W głównym wydarzeniu gali w Waszyngtonie Bernard Hopkins (55-6-2, 32 KO) pokonał niejednogłośnie na punkty Beibuta Szumenowa (14-2, 9 KO), unifikując tytuły mistrza świata IBF i WBA wagi półciężkiej. Po dwunastu rundach dwóch sędziów punktowało 116-111 dla Amerykanina, a trzeci arbiter wskazał na niczym niezasłużoną wygraną Kazacha stosunkiem 114-113.

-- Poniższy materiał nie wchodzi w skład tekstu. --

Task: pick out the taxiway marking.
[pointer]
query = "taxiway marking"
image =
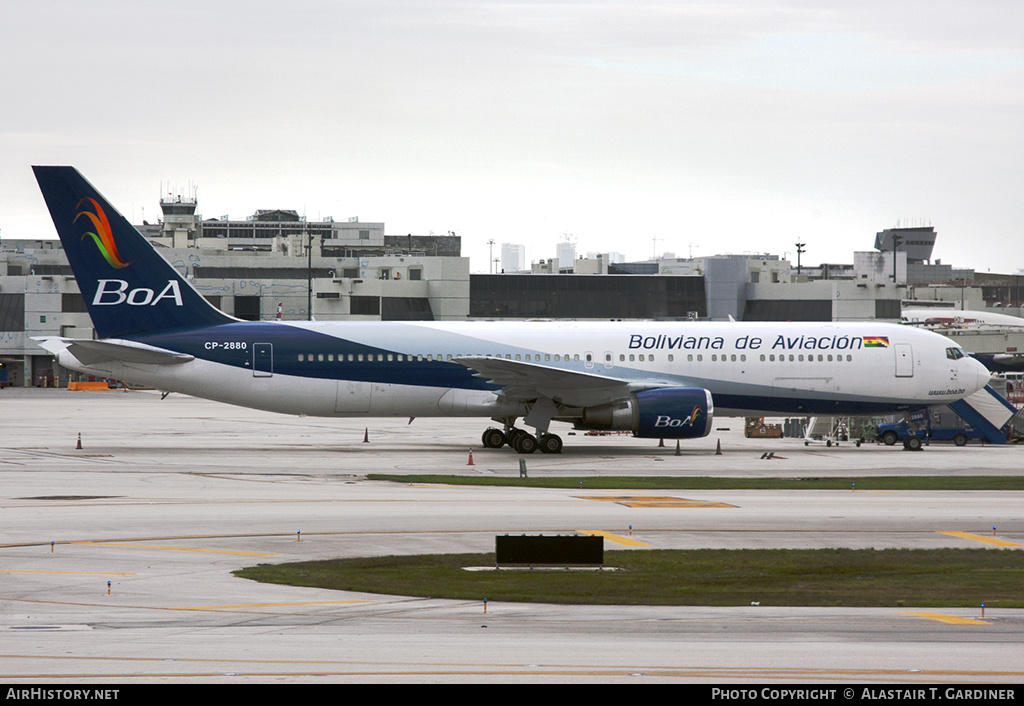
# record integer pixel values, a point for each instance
(980, 538)
(617, 539)
(945, 618)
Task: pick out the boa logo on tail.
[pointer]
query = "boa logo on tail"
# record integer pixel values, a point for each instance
(103, 238)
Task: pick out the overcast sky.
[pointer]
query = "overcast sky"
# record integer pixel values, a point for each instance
(637, 127)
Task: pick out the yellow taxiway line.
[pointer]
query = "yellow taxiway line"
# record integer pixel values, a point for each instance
(980, 538)
(945, 618)
(617, 539)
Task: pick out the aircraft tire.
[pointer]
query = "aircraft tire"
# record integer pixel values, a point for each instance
(525, 443)
(551, 444)
(494, 439)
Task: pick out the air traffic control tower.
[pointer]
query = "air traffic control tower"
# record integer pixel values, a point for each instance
(918, 243)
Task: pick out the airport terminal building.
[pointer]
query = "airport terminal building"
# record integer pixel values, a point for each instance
(278, 264)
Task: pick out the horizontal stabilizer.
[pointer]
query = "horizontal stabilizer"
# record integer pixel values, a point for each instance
(987, 411)
(93, 353)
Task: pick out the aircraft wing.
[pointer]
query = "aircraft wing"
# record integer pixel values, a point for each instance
(529, 381)
(93, 353)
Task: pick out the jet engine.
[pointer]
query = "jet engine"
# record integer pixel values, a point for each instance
(660, 413)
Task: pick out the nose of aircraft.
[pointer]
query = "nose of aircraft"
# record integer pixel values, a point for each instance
(980, 372)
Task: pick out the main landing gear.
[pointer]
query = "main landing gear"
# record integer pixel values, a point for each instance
(523, 442)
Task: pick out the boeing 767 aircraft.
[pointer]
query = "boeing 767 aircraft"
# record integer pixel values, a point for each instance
(656, 379)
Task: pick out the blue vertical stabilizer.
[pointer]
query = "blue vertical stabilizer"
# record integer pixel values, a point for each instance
(128, 287)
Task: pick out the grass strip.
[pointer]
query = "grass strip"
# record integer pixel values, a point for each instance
(704, 577)
(998, 483)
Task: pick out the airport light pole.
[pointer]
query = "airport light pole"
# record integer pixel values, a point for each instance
(309, 276)
(896, 241)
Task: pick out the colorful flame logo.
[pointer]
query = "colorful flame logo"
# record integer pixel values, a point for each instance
(103, 238)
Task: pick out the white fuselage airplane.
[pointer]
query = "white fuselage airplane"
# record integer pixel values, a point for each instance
(663, 379)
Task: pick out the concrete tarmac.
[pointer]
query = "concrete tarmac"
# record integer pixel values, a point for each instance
(166, 497)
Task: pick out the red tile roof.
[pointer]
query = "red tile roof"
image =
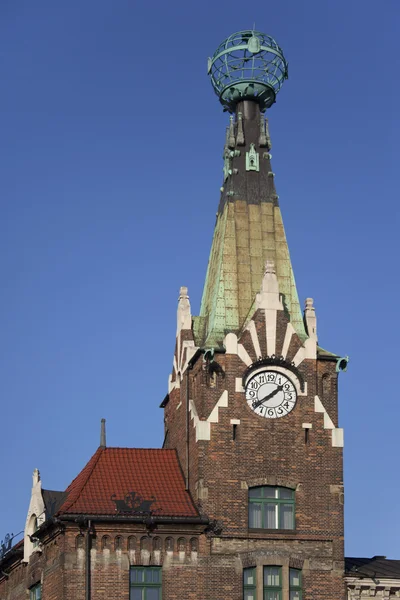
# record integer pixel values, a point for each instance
(130, 475)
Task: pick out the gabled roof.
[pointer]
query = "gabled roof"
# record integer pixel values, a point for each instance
(377, 566)
(130, 481)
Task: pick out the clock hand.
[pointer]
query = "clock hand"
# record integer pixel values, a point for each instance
(268, 397)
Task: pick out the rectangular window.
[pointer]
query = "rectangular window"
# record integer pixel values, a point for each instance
(249, 584)
(36, 592)
(295, 584)
(271, 508)
(145, 583)
(272, 583)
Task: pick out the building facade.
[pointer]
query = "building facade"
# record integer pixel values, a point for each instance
(245, 499)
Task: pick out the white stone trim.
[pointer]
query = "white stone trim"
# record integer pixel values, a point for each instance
(243, 355)
(36, 510)
(238, 385)
(254, 338)
(270, 327)
(230, 343)
(203, 428)
(299, 356)
(337, 432)
(290, 330)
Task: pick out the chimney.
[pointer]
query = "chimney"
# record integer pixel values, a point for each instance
(103, 434)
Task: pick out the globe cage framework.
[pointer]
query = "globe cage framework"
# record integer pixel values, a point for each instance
(248, 65)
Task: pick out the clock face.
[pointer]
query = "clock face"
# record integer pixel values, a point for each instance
(271, 394)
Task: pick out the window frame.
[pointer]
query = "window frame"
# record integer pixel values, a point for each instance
(296, 588)
(144, 585)
(248, 587)
(272, 588)
(33, 591)
(276, 501)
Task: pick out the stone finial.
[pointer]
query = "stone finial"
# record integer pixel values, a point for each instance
(103, 434)
(184, 315)
(310, 319)
(231, 133)
(269, 296)
(262, 140)
(268, 139)
(35, 477)
(240, 133)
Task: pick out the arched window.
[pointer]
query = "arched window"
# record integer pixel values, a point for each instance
(145, 543)
(156, 543)
(169, 545)
(105, 543)
(271, 508)
(131, 542)
(118, 543)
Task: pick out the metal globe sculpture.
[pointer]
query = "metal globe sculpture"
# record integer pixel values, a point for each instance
(248, 65)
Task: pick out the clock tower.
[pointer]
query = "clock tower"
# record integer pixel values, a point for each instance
(252, 407)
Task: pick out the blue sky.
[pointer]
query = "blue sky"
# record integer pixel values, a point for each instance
(110, 168)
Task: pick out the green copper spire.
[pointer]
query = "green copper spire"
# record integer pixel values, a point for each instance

W pierwszych dwóch starciach Hopkins boksował bardzo zachowawczo, zadając niewiele uderzeń. Szumenow był bardziej aktywny, ale miał problemy z precyzją swoich ataków. Od trzeciej rundy Hopkins ruszył do przodu i zaczął punktować Kazacha.

Amerykanin trafiał głównie bezpośrednim prawym prostym oraz lewym sierpowym. Znakomicie funkcjonował także lewy prosty Filadelfijczyka, który z łatwością wygrywał kolejne rundy. W jedenastym starciu po mocnym ciosie z prawej ręki Hopkins posłał Szumenowa na deski, jednak ten wstał i dalej próbował zmienić losy walki.

W końcowych rundach niemający pomysłu na walkę Kazach starał się mocniej ruszyć na Hopkinsa, jednak ten do końca pozostawał czujny w obronie i bardzo skuteczny w kontrataku. 49-letni Amerykanin pobił w ten sposób kolejny rekord, zostając pierwszym pięściarzem, który w tak dojrzałym wieku zunifikował dwa tytuły mistrzowskie wagi półciężkiej.

Hopkins w kolejnym zawodowym występie spotka się najprawdopodobniej ze zwycięzcą majowej konfrontacji pomiędzy Adonisem Stevensonem i Andrzejem Fonfarą.